His stand-up stew simmered through much of the evening with identity politics, opinion, jabs, outrage and at the end of it no subject was prickly enough. He dabbled with humour that some may say borders on the offensive. I will admit to some parts being difficult to stomach, perhaps those are the prejudices we live with and keep close to ourselves, not even willing to let out a laugh. Half way in to the show post the wisecracks on police brutality Noah drew hammering holes at Oscar Pistorius's lame defence of how he ended up shooting his girlfriend Reeva Steenkamp in his Pretoria home because he mistook her for an intruder hiding in the bathroom. He even managed to cock a snook of sorts at the blade runner with no legs.
Then there was the part where Noah spoke about why he preferred airlines originating from the Middle East to others (they are less chances those will come down, he quipped). In a jumble of words but with a perfect accent (he speaks eight languages) he replayed a scene of a possible suicide bomber on plane. I was cagey, shifted uncomfortably on my seat and have to admit turned around to see whether I was the only one trying to be politically correct (the kind Trump hates). But soon the alchemy of humour did its bit and I couldn't control but laugh out loud. My defences were lowered and even though I remained resistant to that kind of messaging I came out feeling ok, not negative for sure. The man had once again successfully used humour to get his point across, to show the foolery and effectively simplifying a complex situation.

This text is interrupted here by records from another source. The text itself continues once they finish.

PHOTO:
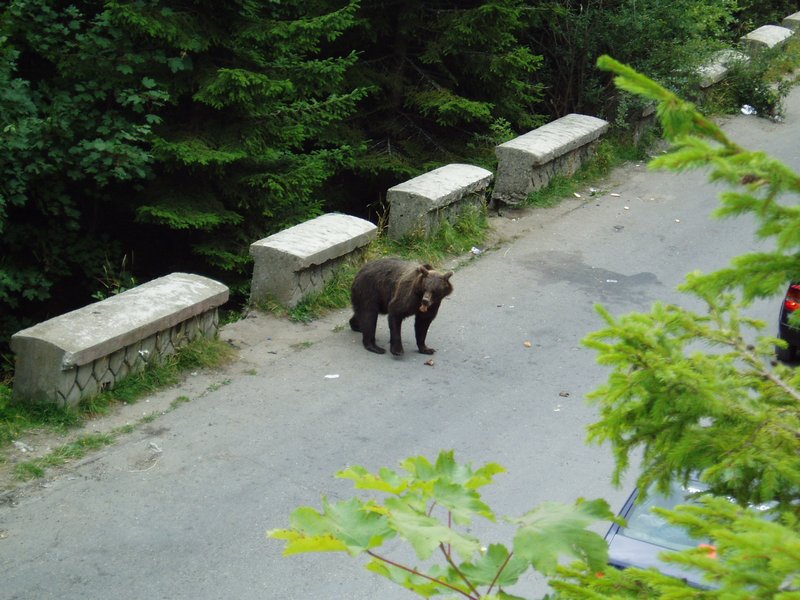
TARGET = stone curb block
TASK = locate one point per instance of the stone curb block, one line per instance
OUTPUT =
(297, 261)
(421, 204)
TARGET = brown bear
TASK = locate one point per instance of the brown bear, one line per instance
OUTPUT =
(400, 289)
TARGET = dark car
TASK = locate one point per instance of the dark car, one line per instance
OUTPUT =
(789, 334)
(647, 534)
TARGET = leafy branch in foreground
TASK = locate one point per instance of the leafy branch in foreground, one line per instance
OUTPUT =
(703, 394)
(424, 507)
(688, 394)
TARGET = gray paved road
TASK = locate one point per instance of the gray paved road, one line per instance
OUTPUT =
(189, 522)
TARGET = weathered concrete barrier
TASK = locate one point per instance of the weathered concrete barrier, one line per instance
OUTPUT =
(717, 68)
(420, 205)
(766, 36)
(81, 353)
(297, 261)
(528, 163)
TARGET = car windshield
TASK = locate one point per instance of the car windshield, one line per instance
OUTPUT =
(646, 526)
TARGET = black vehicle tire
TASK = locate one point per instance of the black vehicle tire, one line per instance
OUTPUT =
(787, 354)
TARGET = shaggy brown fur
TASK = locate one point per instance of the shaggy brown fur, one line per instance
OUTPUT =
(400, 289)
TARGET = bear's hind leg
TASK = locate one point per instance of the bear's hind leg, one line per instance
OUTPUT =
(421, 325)
(368, 322)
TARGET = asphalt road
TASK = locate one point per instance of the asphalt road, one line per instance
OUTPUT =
(179, 508)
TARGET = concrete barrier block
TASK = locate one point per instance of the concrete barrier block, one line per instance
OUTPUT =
(299, 260)
(421, 204)
(766, 36)
(717, 68)
(77, 354)
(792, 22)
(528, 162)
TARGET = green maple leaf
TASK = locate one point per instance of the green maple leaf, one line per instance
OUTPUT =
(418, 584)
(425, 533)
(385, 481)
(461, 502)
(484, 570)
(346, 526)
(552, 530)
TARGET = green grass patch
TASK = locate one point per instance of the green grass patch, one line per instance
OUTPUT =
(63, 454)
(16, 418)
(200, 354)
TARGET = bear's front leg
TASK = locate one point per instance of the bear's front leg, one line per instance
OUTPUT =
(395, 341)
(366, 323)
(421, 325)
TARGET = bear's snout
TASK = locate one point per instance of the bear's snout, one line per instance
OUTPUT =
(427, 299)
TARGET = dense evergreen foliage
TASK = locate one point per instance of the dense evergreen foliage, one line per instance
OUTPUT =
(143, 137)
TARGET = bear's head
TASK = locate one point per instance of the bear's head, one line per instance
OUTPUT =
(432, 286)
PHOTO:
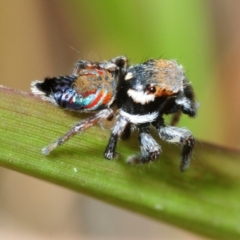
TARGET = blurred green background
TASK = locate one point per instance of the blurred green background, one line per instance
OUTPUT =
(41, 38)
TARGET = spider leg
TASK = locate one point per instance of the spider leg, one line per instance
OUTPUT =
(150, 149)
(178, 135)
(78, 128)
(118, 129)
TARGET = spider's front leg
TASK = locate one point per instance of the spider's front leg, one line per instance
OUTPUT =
(177, 135)
(150, 149)
(78, 128)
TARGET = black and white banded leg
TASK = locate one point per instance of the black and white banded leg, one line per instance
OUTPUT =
(150, 149)
(182, 136)
(78, 128)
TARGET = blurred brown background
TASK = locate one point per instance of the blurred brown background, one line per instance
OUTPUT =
(45, 38)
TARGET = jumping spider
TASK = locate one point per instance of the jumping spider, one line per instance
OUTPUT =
(143, 93)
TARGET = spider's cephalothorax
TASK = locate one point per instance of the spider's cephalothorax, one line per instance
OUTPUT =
(143, 93)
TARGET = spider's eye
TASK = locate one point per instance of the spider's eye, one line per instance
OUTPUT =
(151, 88)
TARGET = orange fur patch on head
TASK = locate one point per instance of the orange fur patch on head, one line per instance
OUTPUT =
(167, 77)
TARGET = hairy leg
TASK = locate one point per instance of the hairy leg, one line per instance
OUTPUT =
(182, 136)
(150, 149)
(78, 128)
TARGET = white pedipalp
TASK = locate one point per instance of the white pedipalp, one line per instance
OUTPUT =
(138, 119)
(140, 96)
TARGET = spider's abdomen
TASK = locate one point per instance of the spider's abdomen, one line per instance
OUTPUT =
(92, 90)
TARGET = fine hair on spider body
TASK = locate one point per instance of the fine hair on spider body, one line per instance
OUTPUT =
(142, 95)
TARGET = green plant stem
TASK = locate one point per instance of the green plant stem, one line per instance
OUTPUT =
(205, 199)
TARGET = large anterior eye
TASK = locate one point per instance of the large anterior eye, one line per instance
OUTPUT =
(151, 88)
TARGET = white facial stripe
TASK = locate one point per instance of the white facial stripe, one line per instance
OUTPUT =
(128, 76)
(140, 96)
(138, 119)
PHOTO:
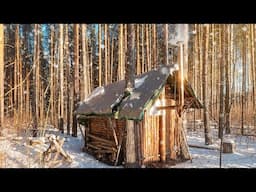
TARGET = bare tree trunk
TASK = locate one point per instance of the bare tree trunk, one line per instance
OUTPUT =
(227, 74)
(205, 85)
(222, 82)
(243, 82)
(2, 72)
(75, 77)
(100, 62)
(34, 100)
(129, 77)
(61, 72)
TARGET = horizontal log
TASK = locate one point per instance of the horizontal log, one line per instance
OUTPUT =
(107, 147)
(100, 139)
(93, 146)
(96, 143)
(105, 151)
(203, 147)
(167, 107)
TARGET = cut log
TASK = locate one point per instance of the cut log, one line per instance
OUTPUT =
(228, 146)
(36, 142)
(100, 139)
(56, 144)
(203, 147)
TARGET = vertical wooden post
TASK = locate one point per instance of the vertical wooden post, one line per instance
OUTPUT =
(75, 77)
(172, 133)
(162, 130)
(130, 144)
(181, 91)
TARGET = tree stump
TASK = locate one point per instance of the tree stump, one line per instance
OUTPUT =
(228, 146)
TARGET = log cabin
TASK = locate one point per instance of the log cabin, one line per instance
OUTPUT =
(152, 107)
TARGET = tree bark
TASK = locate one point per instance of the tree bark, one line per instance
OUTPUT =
(2, 72)
(205, 85)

"[H]e made one and all laugh not through one-liners and punch lines but meticulously scripted and witty scenarios."
I kept hunting during the course of the act for my alarm to buzz on something inconsiderate or a jibe that pushed a stereotype. Sometimes I thought he was partly lecturing race to the audience, his tone a tad preachy but he never turned pundit, remaining a comic. 'Anger doesn't make you racist', he repeated a few times giving examples of excuses offered by people who made racist comments. He called himself a 'connoisseur of racism' and preferred the straight kind who gave it to people straight to their face instead of the 'subtle racism', he encountered often.
I have often heard Americans lack a sense of humour or irony. That itself is odd given the line up of the likes of Jon Stewart, Tina Fey, Chris Rock, Amy Poehler, Garry Shandling and the list is endless. To me the fact that jokes on blacks, whites, Russian accents, Arabs, halal, suicide bombers, the sign language interpreter at this show, Oscar Pistorious, the fake sign language interpreter at Nelson Mandela's memorial, deaf groups who would have watched the telecast, were all possible in public was a welcome change from what happens back home. The efficacy of comedy to get the point across was on full display. The night was Noah's and he had brought to the house his bag of jokes (perhaps some were recycled as I learnt from the Internet) and an absolutely refreshing new way of talking about race, if not a radical new way. The Daily Show has found a very worthy successor.